As soon as you pass through the ticketing booths entering into Disneyland, your heart skips a beat and a smile tugs on the corners of your mouth. You want to remember this moment - this feeling - forever.

Throughout the day, you stand in line for hours to ride a 3-minute ride that takes you back to that feeling of being a child. You fight through crowds, withstand the heat, and do everything you can to keep your children at bay. Your excitement begins to dissipate as it’s replaced with exhaustion and frustration.

But then you go through the Buzz Lightyear ride, shooting Zorberg and laughing because you failed so miserably, and you remember why you’re here. You walk out of the ride, laughing and comparing scores with your loved ones, and walk straight into the gift shop. It’s clean, air-conditioned, and everything looks oh-so-tempting to buy.

An over-sized Jessie toy? Three, please!

By the end of the night, you’re exhausted beyond belief, but you’re walking away with good memories, lots of castle selfies, and bags full of stuff you really don’t need.

This, my friends, is the magic of Disneyland.

I’ve learned that people will forget what you said, people will forget what you did, but people will never forget how you made them feel.
— Maya Angelou

Everything, from the details of the bathrooms to the music and constant smiles plastered on the cast members’ faces, has been designed to tell a magical story and leave you with positive memories of your experience.
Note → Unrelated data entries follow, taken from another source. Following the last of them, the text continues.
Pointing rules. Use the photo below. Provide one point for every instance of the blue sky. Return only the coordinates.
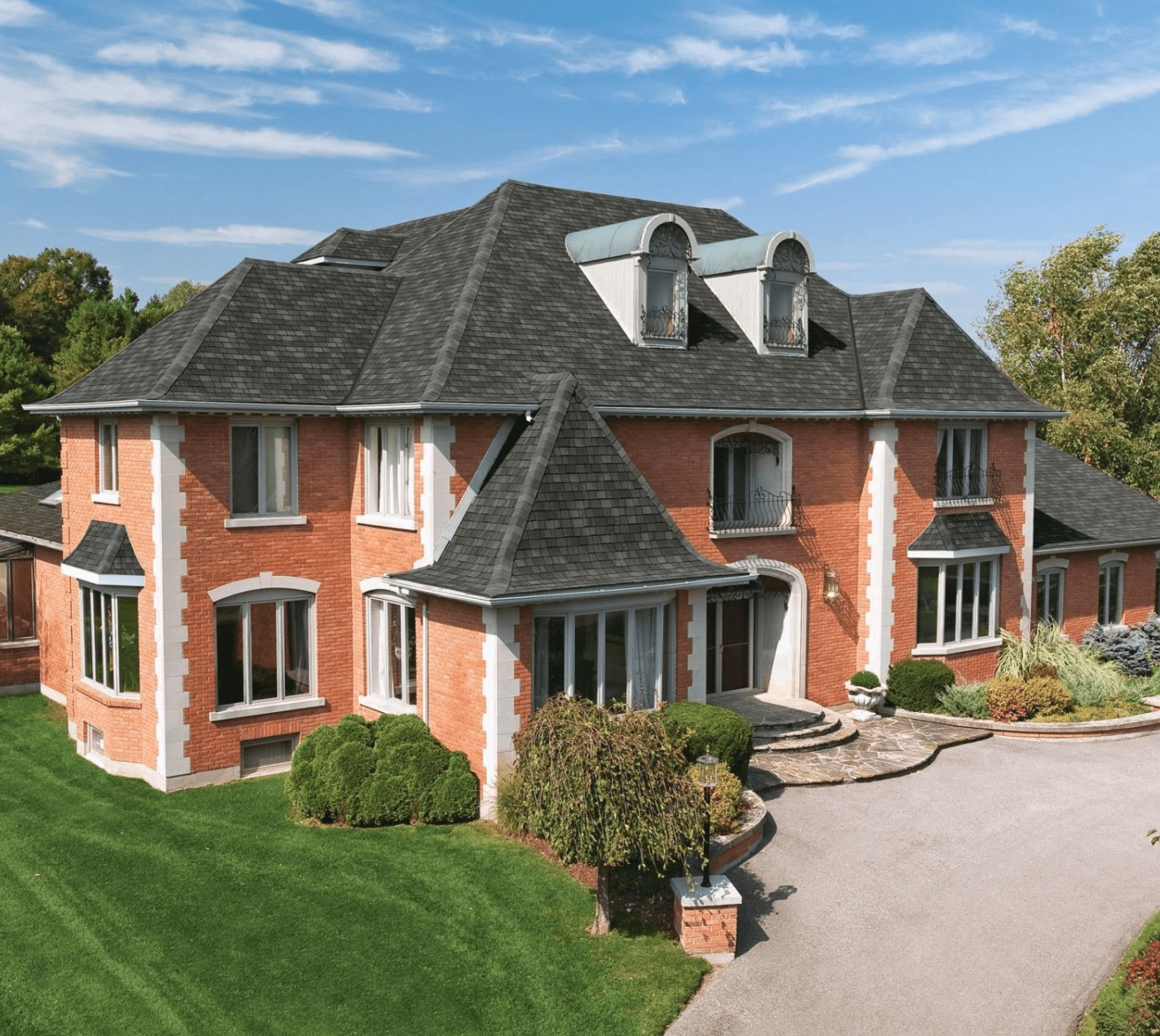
(910, 143)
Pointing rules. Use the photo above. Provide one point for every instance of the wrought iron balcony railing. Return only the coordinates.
(970, 483)
(665, 324)
(755, 511)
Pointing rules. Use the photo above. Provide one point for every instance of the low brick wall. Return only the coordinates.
(706, 919)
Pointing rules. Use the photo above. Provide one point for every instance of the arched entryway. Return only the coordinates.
(756, 635)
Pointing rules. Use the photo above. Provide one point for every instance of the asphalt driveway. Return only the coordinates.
(990, 893)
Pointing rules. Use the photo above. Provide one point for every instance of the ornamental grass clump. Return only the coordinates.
(604, 789)
(373, 774)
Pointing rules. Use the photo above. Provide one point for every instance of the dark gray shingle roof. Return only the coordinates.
(962, 530)
(1078, 506)
(22, 516)
(565, 510)
(104, 550)
(478, 303)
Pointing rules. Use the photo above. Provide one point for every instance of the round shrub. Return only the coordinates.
(1007, 700)
(455, 795)
(711, 731)
(917, 684)
(345, 772)
(1047, 694)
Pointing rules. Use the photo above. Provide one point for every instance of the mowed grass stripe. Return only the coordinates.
(214, 911)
I grew up in Southern California, so Disneyland was a staple vacation for my family. We went every couple of years or so, riding the King Arthur carousel and getting nightmares from Indiana Jones. The Disney experience has always been fully ingrained in my DNA.

Disney has crafted the art of telling a powerful - even magical - story, and they know how to get people to buy, buy, buy.

So, how do they do this? While some things are kept under lock and key, here are a few key elements of their storytelling expertise you can use in your own small business.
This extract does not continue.